One of the users shared this thread in the feedback chat, and I figured I’d jump into the discussion.

As I mentioned in the linked article, I always experiment with pricing. This latest experiment is the most expensive yet. I am trying to find the limits. There is a big chance the experiment will fail and I will revert to smaller prices.

So far I can say that there are people who will pay $30/month and $100/year for Paper. And to me - these people are out of their minds! But if they see the value in what I’ve created, I would rather convince one person to pay 30 than 6 people to pay 5. It’s much easier.

What people often forget when they start comparing ultra-niche apps like Paper with the mainstream is that Paper is not 10 or 20 smaller than them. It’s more like 10000 smaller. The power dynamic between market leaders and the long tail is astronomical. So if they can make significant income on $1-10 lifetime, for Paper it makes much more sense to find a few super-fans who will pay 10x more. Believe me, I’ve tried all price points and pricing models. Lowering prices does not give you anything, because what matters is distribution - being on people’s minds, in the media articles, in video reviews, and search results.
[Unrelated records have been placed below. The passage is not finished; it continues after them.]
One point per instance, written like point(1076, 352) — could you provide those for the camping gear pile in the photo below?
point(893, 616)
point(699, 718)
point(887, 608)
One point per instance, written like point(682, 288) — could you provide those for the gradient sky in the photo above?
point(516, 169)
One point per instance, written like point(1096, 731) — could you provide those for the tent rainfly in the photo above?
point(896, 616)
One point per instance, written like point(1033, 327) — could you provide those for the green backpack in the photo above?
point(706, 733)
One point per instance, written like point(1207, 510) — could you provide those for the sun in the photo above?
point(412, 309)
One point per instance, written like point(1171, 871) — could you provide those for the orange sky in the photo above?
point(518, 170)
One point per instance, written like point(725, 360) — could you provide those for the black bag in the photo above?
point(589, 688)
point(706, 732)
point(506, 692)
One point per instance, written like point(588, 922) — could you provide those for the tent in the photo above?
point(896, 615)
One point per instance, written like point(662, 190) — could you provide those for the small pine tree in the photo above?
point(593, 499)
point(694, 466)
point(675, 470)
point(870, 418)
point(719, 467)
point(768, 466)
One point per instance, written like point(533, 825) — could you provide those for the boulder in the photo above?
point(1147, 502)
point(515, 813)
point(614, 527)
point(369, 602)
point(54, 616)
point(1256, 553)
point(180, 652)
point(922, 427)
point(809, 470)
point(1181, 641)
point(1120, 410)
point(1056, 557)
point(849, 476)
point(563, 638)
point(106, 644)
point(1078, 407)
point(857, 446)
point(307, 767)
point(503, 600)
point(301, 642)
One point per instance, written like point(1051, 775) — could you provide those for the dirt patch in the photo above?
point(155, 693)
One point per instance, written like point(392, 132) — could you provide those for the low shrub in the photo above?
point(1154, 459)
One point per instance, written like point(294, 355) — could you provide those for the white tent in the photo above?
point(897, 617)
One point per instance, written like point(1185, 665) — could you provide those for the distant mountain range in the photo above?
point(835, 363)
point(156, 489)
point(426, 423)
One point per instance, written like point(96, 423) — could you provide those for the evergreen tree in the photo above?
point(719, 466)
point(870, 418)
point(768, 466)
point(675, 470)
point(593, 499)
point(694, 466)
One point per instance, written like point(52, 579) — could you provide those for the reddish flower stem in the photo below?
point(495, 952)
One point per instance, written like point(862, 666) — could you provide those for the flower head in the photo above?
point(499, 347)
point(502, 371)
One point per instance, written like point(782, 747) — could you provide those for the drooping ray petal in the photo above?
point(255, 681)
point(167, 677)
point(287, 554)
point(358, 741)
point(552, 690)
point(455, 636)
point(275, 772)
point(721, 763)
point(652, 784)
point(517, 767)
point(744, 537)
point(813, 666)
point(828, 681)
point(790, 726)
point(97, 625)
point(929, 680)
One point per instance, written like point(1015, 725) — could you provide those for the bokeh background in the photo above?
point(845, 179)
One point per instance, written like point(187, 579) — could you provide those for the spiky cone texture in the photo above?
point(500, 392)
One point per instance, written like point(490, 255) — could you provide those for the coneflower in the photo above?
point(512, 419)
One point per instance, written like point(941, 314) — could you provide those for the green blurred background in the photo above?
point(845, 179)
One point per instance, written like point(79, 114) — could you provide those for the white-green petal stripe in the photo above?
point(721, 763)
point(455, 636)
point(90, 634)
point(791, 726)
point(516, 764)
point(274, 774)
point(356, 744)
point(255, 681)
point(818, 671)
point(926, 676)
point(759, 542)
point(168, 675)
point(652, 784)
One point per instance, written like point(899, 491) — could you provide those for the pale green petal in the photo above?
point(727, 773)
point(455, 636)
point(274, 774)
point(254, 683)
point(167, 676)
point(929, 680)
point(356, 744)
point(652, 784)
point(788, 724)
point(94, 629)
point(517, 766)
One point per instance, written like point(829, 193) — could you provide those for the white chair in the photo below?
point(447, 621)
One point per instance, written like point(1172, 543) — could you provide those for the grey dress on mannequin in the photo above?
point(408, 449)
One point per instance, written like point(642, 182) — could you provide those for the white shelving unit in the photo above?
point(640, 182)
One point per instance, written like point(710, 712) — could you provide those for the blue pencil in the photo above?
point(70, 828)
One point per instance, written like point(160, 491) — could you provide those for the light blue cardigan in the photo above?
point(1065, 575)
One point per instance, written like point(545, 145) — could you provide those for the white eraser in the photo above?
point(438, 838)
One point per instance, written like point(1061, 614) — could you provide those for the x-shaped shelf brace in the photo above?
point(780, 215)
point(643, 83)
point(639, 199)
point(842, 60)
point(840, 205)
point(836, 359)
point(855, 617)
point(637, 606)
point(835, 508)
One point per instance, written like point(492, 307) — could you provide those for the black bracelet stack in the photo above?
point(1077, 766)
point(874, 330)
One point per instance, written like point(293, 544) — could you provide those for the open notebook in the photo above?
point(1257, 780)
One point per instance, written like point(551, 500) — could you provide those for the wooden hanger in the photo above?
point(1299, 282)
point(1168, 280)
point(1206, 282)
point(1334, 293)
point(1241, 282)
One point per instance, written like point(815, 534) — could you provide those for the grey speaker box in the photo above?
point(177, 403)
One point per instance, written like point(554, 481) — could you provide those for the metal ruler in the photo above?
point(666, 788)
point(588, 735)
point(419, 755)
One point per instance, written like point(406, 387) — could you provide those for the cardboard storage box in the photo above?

And yes, lower prices do increase word of mouth, but not enough to make a difference if you are a small, unknown developer from Eastern Europe that nobody will even know or care about.

Besides, for most mainstream users, features are what determines the value of an app. Hard, analytical facts of this vs that. But Paper is not like that. It plays in the field of emotions, feelings, and inspiration. You cannot use these qualities in a comparison in a review article, or convey them to a friend. They are personal. And I can say that over the years a lot of people have reached out to me saying that Paper is exactly what they were looking for after trying everything on the market. A few days ago someone wrote: “If Paper were to ever become unavailable, I’d probably spend quite some time crying.”. I don’t know what these people see in my app, but, for a ridiculously small % of the market, Paper sparks the right emotions, and makes their writing experience better. I want to serve those people.

And yes, as already mentioned in this thread, Paper has a pretty usable free version, unlike many competitors. The paid features come with the most “trialable”, zero-friction model on the market. I want to give as many users as possible the chance to experience the full version, so they can evaluate if it is right for them.

And yes again, I try various price points for various countries, with differences sometimes reaching 10x. I am always amazed by the purchasing power of the US.